Here are three key strengths of presentation software that you can use to make yourself a better communicator.

It allows you to combine text and visuals. Many of us know intuitively that visuals increase our understanding of concepts, but one study showed that people who follow directions that have both text and illustrations do 323 percent better than people following text-only directions. Much of that may have to do with the fact that we can understand an image in just 13 milliseconds. Regardless, it’s clear that including visuals with your text will help you get your message across. Presentation software is by far the easiest tool to use to do this.

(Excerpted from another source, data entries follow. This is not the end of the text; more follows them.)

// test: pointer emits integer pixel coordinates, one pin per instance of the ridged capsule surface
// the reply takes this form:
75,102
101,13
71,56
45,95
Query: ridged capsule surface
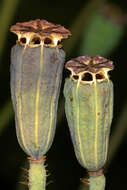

It allows for modularity. The phrase, “Can you send me your slides?” has become common business parlance. We love being able to integrate smart ideas to our own thinking. Today, our copy-and-paste culture has made that easier than ever. Many people have tried to fight this trend with little success, but you can gain a lot more by embracing it. Allowing people to share your ideas means your ideas spread. And there’s possibly no easier way to do that in an organization than by illustrating your ideas on modular slides that can be recycled again and again.

It’s accessible. Yes, there are more robust tools that allow you to do much more in terms of design. But you can’t create anything with tools you don’t have or don’t know how to use. Not only is presentation software installed on nearly every personal computer known to man, but it doesn’t take very much brainpower to learn to use. By lowering the barrier to entry, presentation software allows everyone to share his or her ideas visually.

So, yes, presentation software has its downsides, as many people are quick to point out. But there’s also a strong possibility that we’re finding fault in the tool instead of our own shortcomings. And like most things in life, the people who put the effort into finding out how to do something skillfully will be the people who have the most success with it. Kudos to Lisa Pollack at the Financial Times for seeing through the recent hype and letting the Down-with-PowerPoint bandwagon pass her by without jumping on.